A cloud of smoke rises from a wildfire as it burns out of control near Bastrop, Texas, September 5, 2011.
A cloud of smoke rises from a wildfire as it burns out of control near Bastrop, Texas, September 5, 2011. Reuters

The worst-ever wildfires in the history of Texas continued to rage Wednesday after charring thousands of hectares, gobbling up about 1,000 houses and killing four people, even as Gov. Rick Perry described the fires as 'mean, swift and highly dangerous.

While 600 houses were burnt in Bastrop alone, the largest fire, near Austin, spread across 33,000 acres of land. CNN reported that about 30 percent of the fire in the Bastrop County Complex was contained by early Wednesday. The winds that had peaked at nearly 30 mph had calmed to little more than half that strength Tuesday, giving firefighters a bit of a break, Texas Forest Service officials said.

A fire near Houston, called the Magnolia fire, was abating, according to Harris County officials.

The Bastrop fire claimed two more lives and forced the evacuation of 5,000 people. The dead were not public safety personnel, incident command officials said. The other casualties were a woman and her 18-month-old child whose home near Gladewater was engulfed by wildfire on Sunday.

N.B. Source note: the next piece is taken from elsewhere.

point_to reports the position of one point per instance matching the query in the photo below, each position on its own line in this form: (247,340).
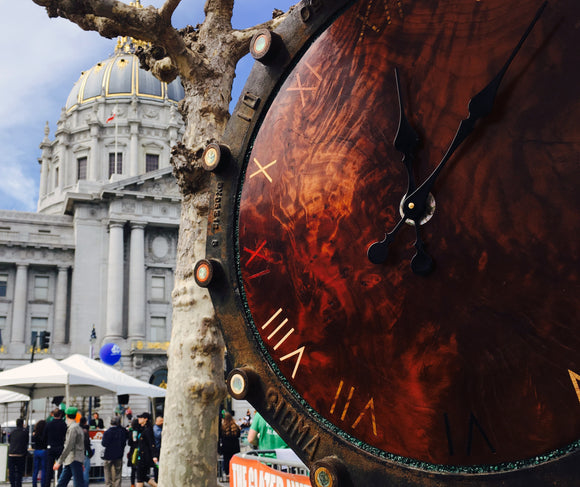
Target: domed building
(100,252)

Around 4,000 homes in Montgomery have been evacuated. In Travis County, wildfire destroyed 44 structures and damaged 74 others. But in the Steiner Ranch area, authorities allowed residents to return to their homes.

According to the governor's office, the Texas Forest Service responded to 181 fires and more than 118,400 acres were burnt over the last week. According to The State Column, new fires erupted in Bastrop, Travis, Henderson, Limestone, Caldwell, Colorado, Montgomery and Grimes counties in the last week.

The magnitude of these losses are pretty stunning ... We've got a lot of Texans living in shelters now, Perry said in West Austin.

A huge swathe of 3.5 million acres in Texas have been claimed by dozens of wildfires over the last nine months.

The State Column reported that Perry reissued disaster proclamations nine times this wildfire season, following one originally issued Dec. 21, 2010. The governor's request to the White House requesting a major disaster declaration had been turned down earlier in the year. A major disaster proclamation would have made the state eligible for direct federal assistance and emergency protective measures from the federal government, according to the report.

On the governor's appeal, the White House offered a partial approval of relief on July 1, and a request of the state to expand the scope of federal relief is still pending, says the report.